What do you do with people who are repeatedly failed by social services and the legal system?

San Diego Central Booking
San Diego County Sheriff’s Office

The past 28 years of Angel’s* life are laid out in court files—dozens of them—starting with a drug arrest in March 1994, when he was 19 years old. Now 47, Angel has been arrested by San Diego County law enforcement more than 160 times—including 21 times since May 2021—mostly for misdemeanor drug possession.

According to available records and an email interview with his sister, Angel has suffered from schizophrenia and drug addiction since he was a teen. During one jail stay, he was involuntarily medicated, per a judge’s order.

The sheer number of Angel’s interactions with the criminal justice system suggests both a man unable to overcome his mental health struggles and a set of institutions that has singularly failed to help him do so. Over and over again, prosecutors, judges, and jailers have reached for the same blunt tools, even though those tools have so clearly done nothing to disrupt the pattern of Angel’s life.

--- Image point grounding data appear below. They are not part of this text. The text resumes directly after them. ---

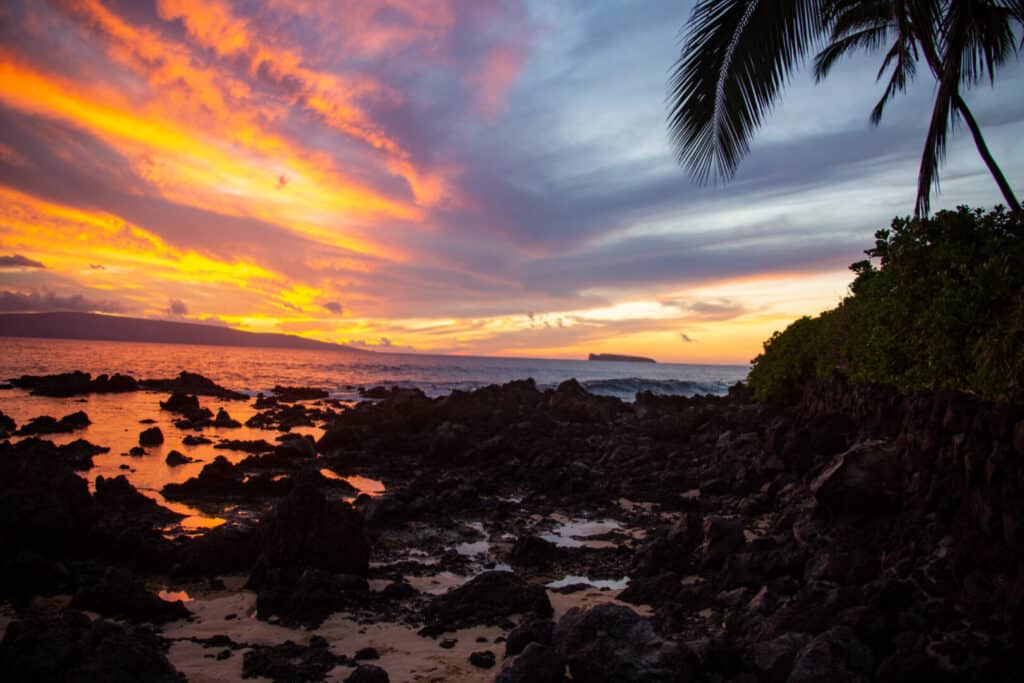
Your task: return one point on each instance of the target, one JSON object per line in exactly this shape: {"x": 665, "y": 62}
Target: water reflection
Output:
{"x": 117, "y": 422}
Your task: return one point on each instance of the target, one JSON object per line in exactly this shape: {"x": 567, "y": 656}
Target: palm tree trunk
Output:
{"x": 979, "y": 141}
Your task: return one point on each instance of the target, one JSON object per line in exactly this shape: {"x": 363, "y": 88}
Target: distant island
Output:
{"x": 620, "y": 358}
{"x": 115, "y": 328}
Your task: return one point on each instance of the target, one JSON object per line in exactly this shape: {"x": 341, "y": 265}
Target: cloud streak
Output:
{"x": 438, "y": 167}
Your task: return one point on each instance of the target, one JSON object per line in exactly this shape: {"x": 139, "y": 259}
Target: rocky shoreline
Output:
{"x": 523, "y": 536}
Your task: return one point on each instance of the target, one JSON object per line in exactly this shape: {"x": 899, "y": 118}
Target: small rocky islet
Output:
{"x": 860, "y": 535}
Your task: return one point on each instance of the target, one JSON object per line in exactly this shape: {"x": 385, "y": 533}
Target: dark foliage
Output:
{"x": 943, "y": 309}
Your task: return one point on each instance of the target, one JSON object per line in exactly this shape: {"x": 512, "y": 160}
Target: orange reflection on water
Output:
{"x": 171, "y": 596}
{"x": 360, "y": 483}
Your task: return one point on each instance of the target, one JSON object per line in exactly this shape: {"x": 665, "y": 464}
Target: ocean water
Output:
{"x": 342, "y": 373}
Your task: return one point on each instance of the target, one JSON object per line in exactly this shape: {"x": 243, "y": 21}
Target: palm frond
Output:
{"x": 731, "y": 70}
{"x": 865, "y": 39}
{"x": 955, "y": 40}
{"x": 905, "y": 56}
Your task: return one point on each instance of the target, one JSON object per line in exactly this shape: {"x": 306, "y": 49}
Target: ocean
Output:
{"x": 342, "y": 373}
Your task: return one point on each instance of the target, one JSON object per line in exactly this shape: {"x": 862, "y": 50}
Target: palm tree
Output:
{"x": 739, "y": 53}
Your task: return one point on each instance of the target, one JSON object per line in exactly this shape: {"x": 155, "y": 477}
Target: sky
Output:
{"x": 450, "y": 176}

The Appeal made multiple attempts to locate Angel while this story was being reported, including by contacting family members and homeless-outreach workers and by looking out for new arrest records. Every attempt was unsuccessful—a testament to how thoroughly the system can lose track of vulnerable people.

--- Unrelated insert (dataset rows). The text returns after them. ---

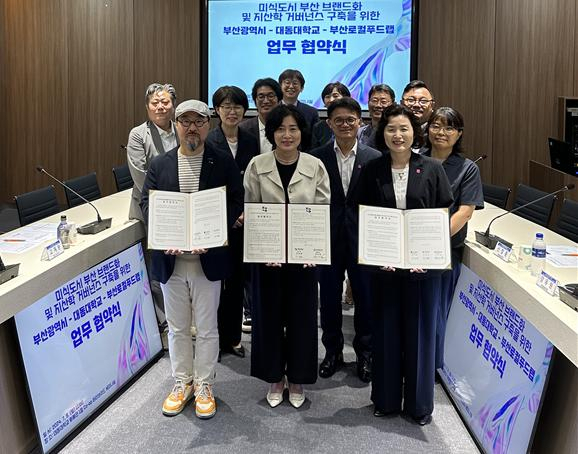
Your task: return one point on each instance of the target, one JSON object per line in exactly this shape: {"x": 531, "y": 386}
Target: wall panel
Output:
{"x": 101, "y": 77}
{"x": 35, "y": 93}
{"x": 456, "y": 59}
{"x": 533, "y": 61}
{"x": 163, "y": 55}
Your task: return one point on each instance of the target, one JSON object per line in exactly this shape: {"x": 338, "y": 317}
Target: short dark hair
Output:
{"x": 341, "y": 88}
{"x": 452, "y": 118}
{"x": 292, "y": 74}
{"x": 230, "y": 93}
{"x": 382, "y": 87}
{"x": 267, "y": 82}
{"x": 276, "y": 117}
{"x": 347, "y": 103}
{"x": 395, "y": 110}
{"x": 415, "y": 84}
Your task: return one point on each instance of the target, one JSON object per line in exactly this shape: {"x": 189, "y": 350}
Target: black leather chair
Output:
{"x": 567, "y": 224}
{"x": 36, "y": 205}
{"x": 538, "y": 212}
{"x": 87, "y": 186}
{"x": 122, "y": 178}
{"x": 496, "y": 195}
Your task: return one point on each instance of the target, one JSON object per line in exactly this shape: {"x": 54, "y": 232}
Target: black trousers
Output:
{"x": 405, "y": 311}
{"x": 284, "y": 324}
{"x": 230, "y": 314}
{"x": 331, "y": 279}
{"x": 449, "y": 280}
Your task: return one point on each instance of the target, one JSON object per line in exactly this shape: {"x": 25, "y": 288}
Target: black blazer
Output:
{"x": 218, "y": 169}
{"x": 344, "y": 207}
{"x": 247, "y": 146}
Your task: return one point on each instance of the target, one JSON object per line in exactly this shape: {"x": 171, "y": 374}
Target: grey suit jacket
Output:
{"x": 143, "y": 145}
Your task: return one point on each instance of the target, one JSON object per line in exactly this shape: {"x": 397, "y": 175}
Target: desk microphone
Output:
{"x": 92, "y": 227}
{"x": 490, "y": 241}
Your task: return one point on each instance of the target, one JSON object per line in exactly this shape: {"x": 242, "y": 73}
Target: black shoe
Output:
{"x": 422, "y": 420}
{"x": 364, "y": 369}
{"x": 330, "y": 364}
{"x": 237, "y": 351}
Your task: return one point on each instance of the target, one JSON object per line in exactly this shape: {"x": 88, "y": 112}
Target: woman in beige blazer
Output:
{"x": 284, "y": 331}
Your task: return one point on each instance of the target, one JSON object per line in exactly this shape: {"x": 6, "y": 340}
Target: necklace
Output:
{"x": 286, "y": 162}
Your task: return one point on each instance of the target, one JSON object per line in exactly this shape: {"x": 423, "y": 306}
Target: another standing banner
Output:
{"x": 81, "y": 342}
{"x": 496, "y": 364}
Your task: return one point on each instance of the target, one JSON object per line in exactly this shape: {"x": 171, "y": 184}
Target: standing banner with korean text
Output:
{"x": 359, "y": 43}
{"x": 81, "y": 342}
{"x": 496, "y": 366}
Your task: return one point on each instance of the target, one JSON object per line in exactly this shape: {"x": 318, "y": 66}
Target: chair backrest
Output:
{"x": 87, "y": 186}
{"x": 538, "y": 212}
{"x": 36, "y": 205}
{"x": 496, "y": 195}
{"x": 122, "y": 178}
{"x": 567, "y": 224}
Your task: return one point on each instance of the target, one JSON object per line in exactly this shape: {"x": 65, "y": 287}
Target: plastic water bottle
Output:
{"x": 538, "y": 254}
{"x": 63, "y": 232}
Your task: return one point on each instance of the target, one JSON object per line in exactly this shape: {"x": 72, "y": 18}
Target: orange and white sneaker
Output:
{"x": 205, "y": 405}
{"x": 178, "y": 398}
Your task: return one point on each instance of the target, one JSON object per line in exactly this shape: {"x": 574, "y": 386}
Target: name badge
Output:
{"x": 547, "y": 283}
{"x": 503, "y": 251}
{"x": 52, "y": 250}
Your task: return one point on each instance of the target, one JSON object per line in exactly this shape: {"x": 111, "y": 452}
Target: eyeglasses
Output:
{"x": 269, "y": 96}
{"x": 340, "y": 121}
{"x": 412, "y": 101}
{"x": 199, "y": 122}
{"x": 435, "y": 128}
{"x": 230, "y": 107}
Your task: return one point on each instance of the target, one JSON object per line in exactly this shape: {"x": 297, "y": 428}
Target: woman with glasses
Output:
{"x": 230, "y": 104}
{"x": 444, "y": 143}
{"x": 284, "y": 331}
{"x": 404, "y": 301}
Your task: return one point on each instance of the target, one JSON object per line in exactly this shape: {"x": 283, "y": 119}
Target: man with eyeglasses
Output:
{"x": 419, "y": 99}
{"x": 344, "y": 159}
{"x": 266, "y": 94}
{"x": 292, "y": 83}
{"x": 155, "y": 136}
{"x": 380, "y": 96}
{"x": 191, "y": 280}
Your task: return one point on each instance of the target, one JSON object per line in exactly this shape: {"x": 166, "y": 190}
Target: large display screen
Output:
{"x": 357, "y": 43}
{"x": 81, "y": 342}
{"x": 496, "y": 366}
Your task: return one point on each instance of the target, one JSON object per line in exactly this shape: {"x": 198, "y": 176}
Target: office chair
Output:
{"x": 122, "y": 178}
{"x": 36, "y": 205}
{"x": 87, "y": 186}
{"x": 539, "y": 212}
{"x": 567, "y": 224}
{"x": 496, "y": 195}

Neil Besse, a deputy public defender in San Diego who, until recently, headed up the office’s mental health diversion unit (but has not represented Angel) described Angel as “falling through cracks like few others.”

Even the San Diego City Attorney’s office admits that continually prosecuting Angel hasn’t proved effective.

“It is clear that [Angel] needs treatment services and that repeated booking into jail will not provide him the support he needs to heal and get out of the criminal justice system,” Hilary Nemchik, then a spokeswoman for the office, wrote in an email to The Appeal late last year.

The average daily population of San Diego County jails fell during the pandemic, from 5,630 in 2019 to just under 4,000 at last count. As San Diego officials explore ways to further reduce the population, a question lingers: What do you do with people like Angel, who are repeatedly failed by social services and the legal system, and who account for a disproportionate number of the incarcerated population?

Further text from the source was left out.